Assessing the mean structure

ord_curve()creates a plot to assess the mean structure of regression models. The plot compares the cumulative sum of the response variable and its hypothesized value. Deviation from the diagonal suggests the possibility that the mean structure of the model is incorrect.

Ordered curve method is not restricted to a discrete outcome regression model. This function also supports a continuous outcome regression such as lm object as well as glm, glm.nb, or polr.

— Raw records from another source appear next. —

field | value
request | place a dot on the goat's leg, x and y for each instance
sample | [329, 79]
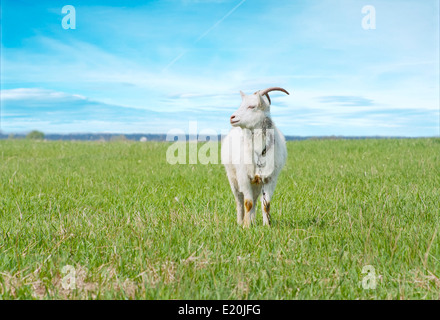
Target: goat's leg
[266, 197]
[249, 206]
[240, 205]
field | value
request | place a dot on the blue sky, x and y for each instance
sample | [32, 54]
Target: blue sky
[153, 66]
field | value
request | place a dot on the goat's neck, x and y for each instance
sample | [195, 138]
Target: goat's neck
[265, 131]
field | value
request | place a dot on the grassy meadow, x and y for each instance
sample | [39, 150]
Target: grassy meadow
[133, 226]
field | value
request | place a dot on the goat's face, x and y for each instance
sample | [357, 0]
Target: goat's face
[253, 109]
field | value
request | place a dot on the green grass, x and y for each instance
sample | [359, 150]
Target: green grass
[135, 227]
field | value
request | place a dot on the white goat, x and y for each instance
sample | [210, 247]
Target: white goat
[253, 153]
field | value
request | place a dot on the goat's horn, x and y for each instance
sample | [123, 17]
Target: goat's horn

In the example below, the underlying model is a logistic regression with the probability of 1 as \(\mathrm{logit}^{-1}(\beta_0+\beta_1 X_1+\beta_2 X_2+\beta_3X_1 X_2)\), where \((\beta_0,\beta_1,\beta_2,\beta_3)=(-5,2,1,3)\), \(X_1\sim N(1,1)\), and \(X_2\) is a dummy variable with a probability of one equal to 0.7. For the misspecified model, the binary covariate and the interaction term are omitted. #### Example

library(assessor)
## Binary example of ordered curve
n <- 500
set.seed(1234)
x1 <-rnorm(n,1,1); x2 <- rbinom(n,1,0.7)
beta0 <- -5; beta1 <- 2; beta2<- 1; beta3 <- 3
q1 <-1/(1+exp(beta0+beta1*x1+beta2*x2+beta3*x1*x2))
y1 <- rbinom(n,size=1,prob = 1-q1)

par(mfrow=c(1,2))
model0 <- glm(y1~x1*x2,family =binomial(link = "logit") )
ord_curve(model0,thr=model0$fitted.values) 
model1 <- glm(y1~x1,family =binomial(link = "logit") )
ord_curve(model1,thr=x2) 

The figures above illustrate ordered curves plots corresponding to model0 and model1. In the left panel, the curve closely aligns with the diagonal line, indicating that the mean structure of model0 is correctly specified. On the contrary, model1 exhibits a deviation from the diagonal line due to the omission of the variable \(x_2\). This misspecification, coupled with the choice of the threshold value as \(x_2\), results in the observed discrepancy in the ordered curve in the right panel.

The substantial disparity between the observed curve in model1 and the diagonal line strongly suggests the necessity of including the variable \(x_2\) in the model. This inclusion is crucial for accurately capturing the underlying mean structure.